When we first stared to plan the varieties we wanted to grow in Cornwall, our focus was on delicate, textural flowers that make bouquets interesting and detailed but are hard to find on the Dutch auction. Our plan was to use these flowers to supplement the Petalon bouquets and nothing else, but as the farm evolved and we experienced the reality of growing flowers ourselves (we’re still very much novices and have lots to learn still!) we realised that it would make more sense to offer our homegrown flowers as a separate product. Growing for the Petalon bouquets meant we had to grow in large enough quantities to ensure we could use the same variety in our bouquets all week. This becomes a bit of a numbers game more than anything else which is A) a bit stressful and B) takes the joy out of growing a little bit.

This slight change of plan has two implications. Firstly, it means that now we don’t have to focus on growing just textural flowers that supplement our bouquets, we can also add some big focal flowers in to the mix too. Secondly, we don’t have to concentrate on growing lots of one variety in just one colour. Instead of a whole bed of red snapdragons which need to be consistent with the photo of the red bouquet we’re offering that week, we can grow a bed of ‘sunset mix’, for example – peaches, oranges, creams and yellows. If there’s a colour we really like in that mix that’s hard to buy as a colour variety on its own, we can wait for it to go to seed and then use these seeds to grow that colour again next year. This means instead of worrying about numbers and consistent colours, we can grow in a way that’s far more in-keeping with a natural, varied, ephemeral thing. With our Field Flowers, which we launched earlier this year, we can offer seasonal flowers as and when they look their best in whatever quantities and wonderfully varied colours they’re available in on any given week. And the bonus is that when we do have lots of a particular variety, as we did with our cynoglossum and our clarkia this year, we can add these to the Petalon bouquets too.

As anyone who grows flowers will know and as we ourselves learned this year, there is a bit of a flower gap once the early spring flowers have finished but the late spring flowers are yet to bloom. We’ve just planted some biennials – flowers that are seedlings and grow foliage in their first year then flower and set seed in their second year. The ones we’ve just planted will be green this year and we hope will then flower during this flower gap next year. Playing the long game!

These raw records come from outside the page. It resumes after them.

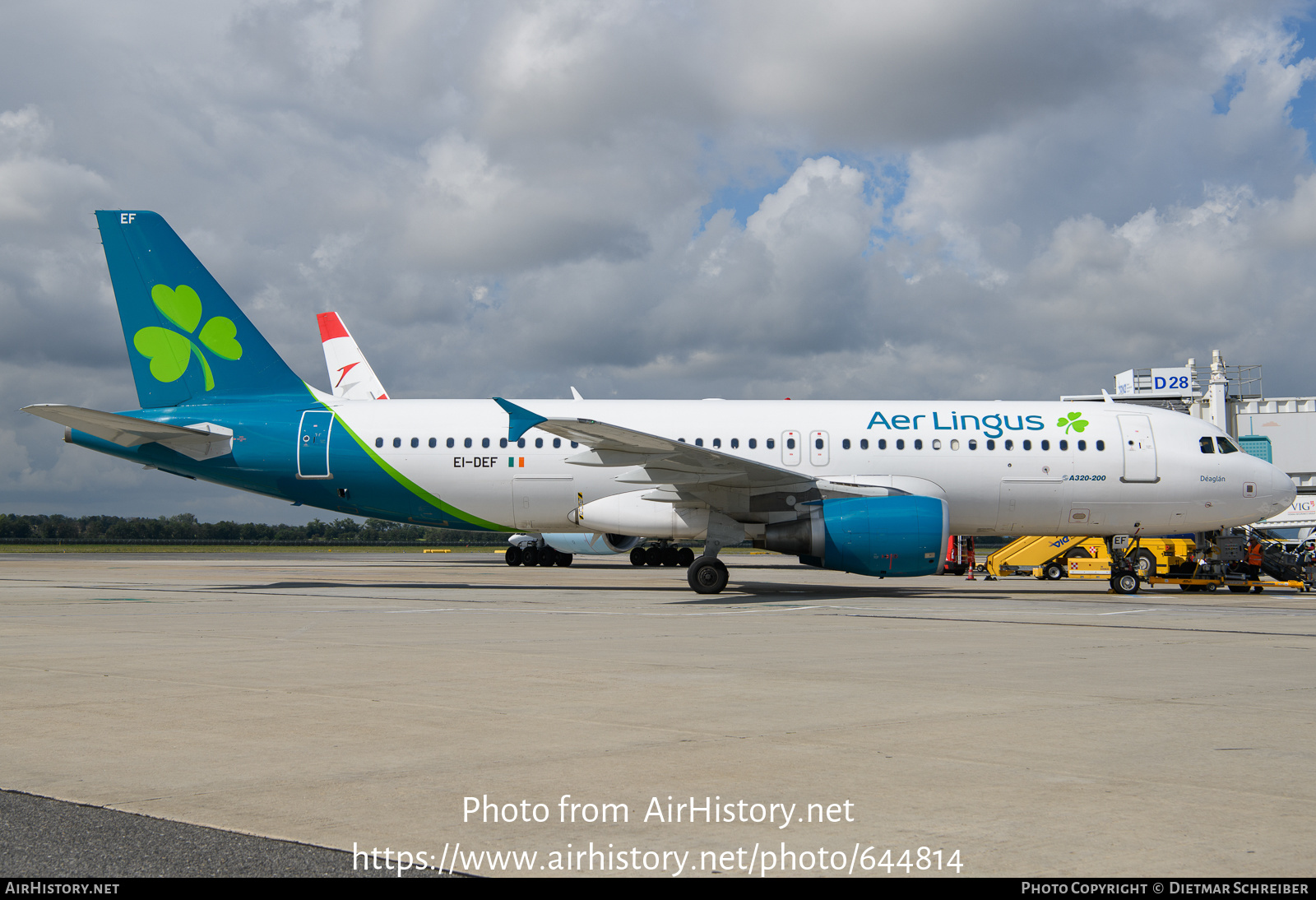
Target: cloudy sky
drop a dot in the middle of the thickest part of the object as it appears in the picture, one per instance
(819, 200)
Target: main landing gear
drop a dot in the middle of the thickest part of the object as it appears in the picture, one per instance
(662, 554)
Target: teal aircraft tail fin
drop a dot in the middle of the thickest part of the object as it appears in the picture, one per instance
(186, 337)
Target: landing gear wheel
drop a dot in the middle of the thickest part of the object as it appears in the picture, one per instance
(1124, 583)
(1145, 564)
(707, 575)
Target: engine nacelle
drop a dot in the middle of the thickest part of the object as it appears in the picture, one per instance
(595, 545)
(869, 536)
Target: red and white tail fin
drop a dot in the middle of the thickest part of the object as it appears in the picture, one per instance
(349, 373)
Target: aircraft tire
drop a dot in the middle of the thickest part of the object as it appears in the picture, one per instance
(707, 575)
(1125, 583)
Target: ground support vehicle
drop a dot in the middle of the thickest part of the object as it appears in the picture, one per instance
(1054, 557)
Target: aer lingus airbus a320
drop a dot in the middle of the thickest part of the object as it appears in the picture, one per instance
(872, 487)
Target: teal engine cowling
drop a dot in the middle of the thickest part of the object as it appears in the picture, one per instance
(898, 537)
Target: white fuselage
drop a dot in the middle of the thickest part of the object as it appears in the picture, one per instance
(1003, 467)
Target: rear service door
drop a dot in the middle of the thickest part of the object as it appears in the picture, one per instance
(313, 443)
(1138, 449)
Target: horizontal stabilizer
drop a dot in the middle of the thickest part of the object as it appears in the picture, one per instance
(199, 441)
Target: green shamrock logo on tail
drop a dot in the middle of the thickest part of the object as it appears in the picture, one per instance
(1073, 420)
(170, 351)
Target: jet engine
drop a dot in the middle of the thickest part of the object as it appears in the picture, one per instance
(899, 536)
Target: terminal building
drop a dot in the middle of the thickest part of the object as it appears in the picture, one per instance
(1281, 430)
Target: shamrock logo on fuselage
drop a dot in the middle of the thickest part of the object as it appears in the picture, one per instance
(171, 351)
(1073, 420)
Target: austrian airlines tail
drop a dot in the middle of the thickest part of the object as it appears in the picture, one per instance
(349, 373)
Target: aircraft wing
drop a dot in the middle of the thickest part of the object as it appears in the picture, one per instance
(199, 441)
(653, 459)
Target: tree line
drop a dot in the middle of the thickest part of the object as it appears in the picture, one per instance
(184, 529)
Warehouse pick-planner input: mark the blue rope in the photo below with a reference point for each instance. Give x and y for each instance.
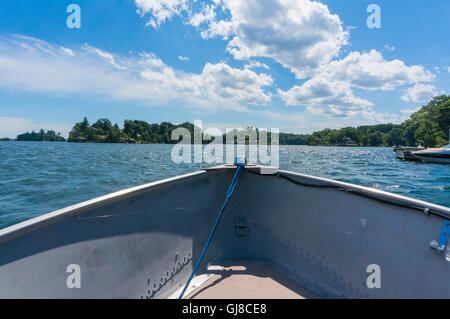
(239, 169)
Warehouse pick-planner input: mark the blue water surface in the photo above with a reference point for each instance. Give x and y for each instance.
(37, 178)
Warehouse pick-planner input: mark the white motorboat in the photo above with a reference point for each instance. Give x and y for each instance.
(434, 155)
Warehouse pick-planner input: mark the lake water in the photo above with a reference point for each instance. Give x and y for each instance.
(37, 178)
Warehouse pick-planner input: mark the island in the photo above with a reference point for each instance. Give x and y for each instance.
(428, 126)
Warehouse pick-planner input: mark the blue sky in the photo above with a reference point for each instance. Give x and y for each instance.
(297, 65)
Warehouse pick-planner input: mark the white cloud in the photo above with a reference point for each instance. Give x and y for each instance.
(67, 51)
(320, 95)
(160, 10)
(330, 91)
(300, 34)
(33, 65)
(13, 126)
(370, 71)
(256, 64)
(420, 93)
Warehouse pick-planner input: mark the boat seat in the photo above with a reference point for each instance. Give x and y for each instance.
(249, 279)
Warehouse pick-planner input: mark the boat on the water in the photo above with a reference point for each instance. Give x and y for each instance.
(405, 152)
(282, 235)
(434, 155)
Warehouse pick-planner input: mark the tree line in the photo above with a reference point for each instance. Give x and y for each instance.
(429, 126)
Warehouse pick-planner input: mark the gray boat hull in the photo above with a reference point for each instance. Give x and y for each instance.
(142, 242)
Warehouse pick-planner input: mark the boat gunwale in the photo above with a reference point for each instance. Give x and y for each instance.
(428, 208)
(32, 224)
(64, 213)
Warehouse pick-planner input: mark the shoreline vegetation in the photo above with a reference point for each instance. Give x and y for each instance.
(429, 126)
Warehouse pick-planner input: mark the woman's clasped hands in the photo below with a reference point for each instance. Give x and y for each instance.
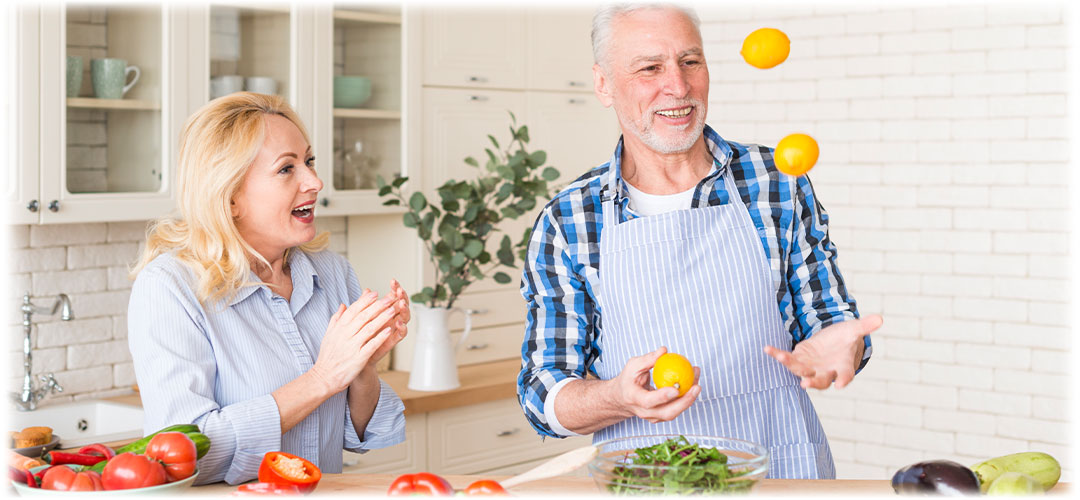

Another way to encourage more blooms in this quieter period is to do an autumn sowing of some varieties directly in to the ground. This means they have a chance to grow in to robust plants with good root systems before the first frost hits. Last year we sowed into trays with these varieties before planting into the ground when they were established, but we had such a dry April and such dry beds that we had lots of plants in trays waiting to go in the ground, but were late due to the conditions. Our larkspur has just started flowering in July but if we autumn sow some of these, it means that if we did have another cold/dry spell next year, then there’s already stuff in the ground growing and we could have our larkspur 4 weeks earlier.

They say you only learn by doing and there’s definitely no shortcuts to this. It’s all trial and error, but we’re really enjoying the process.